Lighting is a post-processing effect that can be used to add athmosphere to a SuperTux level, it works by darkening parts of the screen.
To accomplish this effect the game uses two layers for drawing, the
color
layer is used for regular drawing, while the light
layer is
used to draw objects to the lightmap. The lightmap layer is drawn to a
separate texture and drawn over the color
layer with multiplicative
blending, the final pixel color is thus:
framebuffer = (color * light)
The color layer itself does not exist as a separate texture, but only
implicitly. The lightmap is drawn over framebuffer when drawing
objects from the color layer passes z-pos == LIGHTMAP_LAYER
. All
color objects above that z-pos
will not be affected by lighting
effects, which is useful for GUI elements, but can also be used to
create lens flares effects and brightly glowing objects.
To create said lens flares add objects to the color layer with a z-pos bigger than LIGHTMAP_LAYER and set their blend mode to additive.

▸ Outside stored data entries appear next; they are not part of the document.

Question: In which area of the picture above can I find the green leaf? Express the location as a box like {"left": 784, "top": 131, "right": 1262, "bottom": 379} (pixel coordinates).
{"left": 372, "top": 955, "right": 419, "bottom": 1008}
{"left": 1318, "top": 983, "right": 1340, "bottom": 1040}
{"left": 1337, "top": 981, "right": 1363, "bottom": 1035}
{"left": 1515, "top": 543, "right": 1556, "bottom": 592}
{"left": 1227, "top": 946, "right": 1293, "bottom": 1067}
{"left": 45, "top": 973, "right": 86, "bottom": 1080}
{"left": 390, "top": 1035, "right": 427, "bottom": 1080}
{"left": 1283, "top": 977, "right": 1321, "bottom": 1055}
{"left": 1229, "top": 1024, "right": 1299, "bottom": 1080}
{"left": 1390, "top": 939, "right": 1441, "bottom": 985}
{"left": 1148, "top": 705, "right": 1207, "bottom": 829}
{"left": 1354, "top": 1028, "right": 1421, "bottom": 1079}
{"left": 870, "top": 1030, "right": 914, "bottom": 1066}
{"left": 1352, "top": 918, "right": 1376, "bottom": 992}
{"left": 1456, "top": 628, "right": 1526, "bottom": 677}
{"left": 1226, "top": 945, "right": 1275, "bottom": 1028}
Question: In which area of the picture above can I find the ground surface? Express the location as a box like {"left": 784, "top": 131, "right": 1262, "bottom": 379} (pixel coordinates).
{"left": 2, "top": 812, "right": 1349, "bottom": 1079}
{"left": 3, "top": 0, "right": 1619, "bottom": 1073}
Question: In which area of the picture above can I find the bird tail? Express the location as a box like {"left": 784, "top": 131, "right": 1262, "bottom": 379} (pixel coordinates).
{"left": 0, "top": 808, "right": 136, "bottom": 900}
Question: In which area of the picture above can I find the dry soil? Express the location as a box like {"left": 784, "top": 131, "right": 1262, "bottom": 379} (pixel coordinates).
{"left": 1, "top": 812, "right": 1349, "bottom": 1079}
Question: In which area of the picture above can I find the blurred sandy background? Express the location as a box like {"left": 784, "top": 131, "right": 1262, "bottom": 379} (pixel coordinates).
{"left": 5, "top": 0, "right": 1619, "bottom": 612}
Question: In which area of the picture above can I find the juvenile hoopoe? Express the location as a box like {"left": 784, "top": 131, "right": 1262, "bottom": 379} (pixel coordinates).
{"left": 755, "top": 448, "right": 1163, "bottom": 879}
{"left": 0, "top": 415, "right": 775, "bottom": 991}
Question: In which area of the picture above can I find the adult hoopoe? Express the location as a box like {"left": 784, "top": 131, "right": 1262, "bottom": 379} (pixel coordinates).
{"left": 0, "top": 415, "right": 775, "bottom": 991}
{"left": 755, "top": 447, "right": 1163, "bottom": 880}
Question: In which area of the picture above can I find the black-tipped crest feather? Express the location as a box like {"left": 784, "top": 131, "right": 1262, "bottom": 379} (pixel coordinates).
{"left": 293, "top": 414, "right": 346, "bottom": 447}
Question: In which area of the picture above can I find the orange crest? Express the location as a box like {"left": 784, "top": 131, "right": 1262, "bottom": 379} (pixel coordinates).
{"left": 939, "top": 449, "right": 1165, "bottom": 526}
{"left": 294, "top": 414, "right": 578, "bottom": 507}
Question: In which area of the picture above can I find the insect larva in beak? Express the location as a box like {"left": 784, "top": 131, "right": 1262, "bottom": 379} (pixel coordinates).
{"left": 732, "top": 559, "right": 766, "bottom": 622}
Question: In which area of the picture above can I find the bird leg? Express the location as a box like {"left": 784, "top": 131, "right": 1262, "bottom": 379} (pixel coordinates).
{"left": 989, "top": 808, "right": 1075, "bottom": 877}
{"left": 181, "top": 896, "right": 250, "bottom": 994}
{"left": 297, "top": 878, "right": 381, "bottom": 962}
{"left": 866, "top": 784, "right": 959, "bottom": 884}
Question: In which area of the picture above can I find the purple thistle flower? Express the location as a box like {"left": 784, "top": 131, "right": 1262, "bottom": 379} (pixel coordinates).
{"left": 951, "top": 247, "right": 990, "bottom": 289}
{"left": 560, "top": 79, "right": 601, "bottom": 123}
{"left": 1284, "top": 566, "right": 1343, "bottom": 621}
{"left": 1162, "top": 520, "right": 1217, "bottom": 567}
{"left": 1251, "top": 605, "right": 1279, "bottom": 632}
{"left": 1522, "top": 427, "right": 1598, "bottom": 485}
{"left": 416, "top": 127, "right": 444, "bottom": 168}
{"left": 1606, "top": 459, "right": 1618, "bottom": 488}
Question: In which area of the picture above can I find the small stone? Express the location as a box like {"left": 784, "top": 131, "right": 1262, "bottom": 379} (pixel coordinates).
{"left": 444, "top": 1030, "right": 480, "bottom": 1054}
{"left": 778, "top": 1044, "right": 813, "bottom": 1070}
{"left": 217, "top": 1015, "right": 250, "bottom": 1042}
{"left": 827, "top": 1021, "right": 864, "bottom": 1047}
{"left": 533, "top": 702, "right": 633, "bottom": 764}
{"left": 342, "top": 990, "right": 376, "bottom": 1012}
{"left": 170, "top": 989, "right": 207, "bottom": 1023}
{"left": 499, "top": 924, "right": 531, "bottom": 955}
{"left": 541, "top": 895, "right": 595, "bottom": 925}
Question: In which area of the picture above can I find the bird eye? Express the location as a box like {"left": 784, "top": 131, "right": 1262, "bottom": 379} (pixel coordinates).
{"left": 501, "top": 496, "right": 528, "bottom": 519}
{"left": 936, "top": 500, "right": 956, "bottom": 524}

While lighting is primarily just for visuals, game objects can also react to lighting changes, this is done by doing a lookup of pixel color on the lightmap.
The idea behind magic lighting is that an object which only uses colors from a single color channel, say only the red one, turn completly black when illuminated by a light source that only contains colors of the other channels (blue and green).
This also works with multiple color channels at once, meaning a magenta (1,0,1) colored light will make both red and blue objects visible, while hiding green ones, while a green light will make red and blue objects disapear.
Since its very hard to actually see where a light source is located on a dark background, the highlight layer should be a copy of the light layer, thus illuminating the level better and making the light sectors visible.